While at home this summer he has skated at a Costa Mesa rink. But he does not play goalie there, fearful that the slowness of competition will slow his reflexes. Instead, he plays forward, to improve his endurance.
This task behind, another lies ahead.
“Once we’re at Lake Placid, it’s going to be who wants it more,” he said. “I have confidence in myself that I can do the job and be there no matter what comes next. I just need to go out and prove it.”
In any case, he is as certain to have to keep fielding questions about his California background as he is to be cheered with the loud choruses of “Blluuueee” that have already become de rigeur whenever he takes the ice.
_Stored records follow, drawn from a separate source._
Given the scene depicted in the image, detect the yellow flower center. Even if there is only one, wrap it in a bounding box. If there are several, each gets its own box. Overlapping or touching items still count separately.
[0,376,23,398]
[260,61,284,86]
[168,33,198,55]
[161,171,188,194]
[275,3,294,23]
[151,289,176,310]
“Somebody once told me an Olympic hockey player from California is like an Olympic swimmer from Minnesota--it just doesn’t happen,” Blue said.
Not often.
Festival Notes Doug Nordquist of La Habra, a 1984 Olympian, won the silver medal in the high jump, at 7-feet 6 1/2-inches. Lee Balkin of Glendale won the gold with a jump of 7-7 3/4. . . . Art McDermott of Laguna Beach won the bronze medal in the shotput with a throw of 61-2. But on his final throw, he suffered a torn tendon in his left knee. Ron Backes of Minneapolis won the gold at 63-7 3/4 and Garry Frank of Starkville, Miss. won the silver at 62-7 3/4. . . . Xandy Brown of Buena Park won the silver medal in the women’s epee. . . . Kurt Chaney of San Clemente was a member of the gold-medalist West team handball team. . . . Jay Thorson of Laguna Beach finished seventh in the decathlon. Thorson won the 110-hurdles and the discus, and finished second in the 1,500-meter run; a no-height result in the pole vault dropped him out of contention.